Se emplearon masivamente desde mediados del siglo XVI para el transporte minero, recurso que en grandes cantidades poseía Gran Bretaña; pero los carriles eran de madera, consistiendo en un par de rieles por donde se llevaba las vagonetas tiradas por personas o caballos. El primer carril de hierro data del año 1768. Desde comienzos del siglo XIX los ferrocarriles tuvieron una rápida evolución ofreciendo modelos cada vez más veloces originando lo que se conoció como La manía o el boom de los ferrocarriles.

Concepto de ferrocarril

Los grandes constructores de líneas ferroviarias de la primera mitad del siglo XIX fueron Gran Bretaña y Estados Unidos. En Europa la preocupación por instalar ferrocarriles apareció en la segunda mitad del siglo XIX. A fines de ese siglo Europa del este y Asia del este comenzaron el proyecto de comunicarse, lo que finalmente se logró en 1904, a través el “Transiberiano”, que inauguró la cuarta ruta en 1991. El siglo XX llevó a su apogeo a este medio de comunicación, por ejemplo con los ferrocarriles franceses que desarrollaron el “Train á Grande”, que comenzó a prestar servicios en 1981.
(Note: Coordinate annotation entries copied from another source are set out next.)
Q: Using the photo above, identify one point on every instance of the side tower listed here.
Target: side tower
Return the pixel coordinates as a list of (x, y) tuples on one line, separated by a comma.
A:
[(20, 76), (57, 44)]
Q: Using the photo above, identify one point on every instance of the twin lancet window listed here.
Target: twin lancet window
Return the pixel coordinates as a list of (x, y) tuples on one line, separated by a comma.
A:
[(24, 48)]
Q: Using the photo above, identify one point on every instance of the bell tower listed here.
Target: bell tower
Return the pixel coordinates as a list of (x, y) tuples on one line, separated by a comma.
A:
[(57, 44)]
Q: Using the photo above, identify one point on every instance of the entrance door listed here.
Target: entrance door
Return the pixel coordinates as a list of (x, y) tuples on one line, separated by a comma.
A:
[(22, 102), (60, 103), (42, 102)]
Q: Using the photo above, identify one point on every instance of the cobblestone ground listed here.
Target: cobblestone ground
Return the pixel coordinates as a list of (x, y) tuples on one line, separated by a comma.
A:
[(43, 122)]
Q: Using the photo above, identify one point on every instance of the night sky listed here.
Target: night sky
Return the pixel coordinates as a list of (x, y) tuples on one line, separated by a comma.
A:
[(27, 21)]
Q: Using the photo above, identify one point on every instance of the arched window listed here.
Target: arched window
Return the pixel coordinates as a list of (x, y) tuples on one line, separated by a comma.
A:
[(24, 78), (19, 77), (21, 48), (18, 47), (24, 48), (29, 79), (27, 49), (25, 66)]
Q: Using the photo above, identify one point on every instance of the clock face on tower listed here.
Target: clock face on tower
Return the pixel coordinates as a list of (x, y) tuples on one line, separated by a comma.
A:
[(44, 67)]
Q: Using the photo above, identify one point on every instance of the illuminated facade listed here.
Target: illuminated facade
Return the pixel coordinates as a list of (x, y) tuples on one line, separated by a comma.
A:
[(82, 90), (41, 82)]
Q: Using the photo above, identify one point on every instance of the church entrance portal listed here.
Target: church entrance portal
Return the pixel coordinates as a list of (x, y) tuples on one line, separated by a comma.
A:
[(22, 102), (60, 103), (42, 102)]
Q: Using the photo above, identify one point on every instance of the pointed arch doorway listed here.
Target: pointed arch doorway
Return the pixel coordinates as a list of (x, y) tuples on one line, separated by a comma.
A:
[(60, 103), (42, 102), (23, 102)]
En América del norte las vías férreas alcanzan aproximadamente los 450.000 kilómetros, similar a la extensión de los ferrocarriles europeos. En Asia alcanzan a alrededor de 150.000 kilómetros. Son 100.000 kilómetros el extendido aproximado de las vías en América del sur y 80.000 en África. Los modernos trenes bala alcanzan una velocidad de 200 kilómetros por hora, y Francia fue uno de los primeros países en implementarlos, logrando competir con el avión en cuanto a seguridad y tiempo de viaje.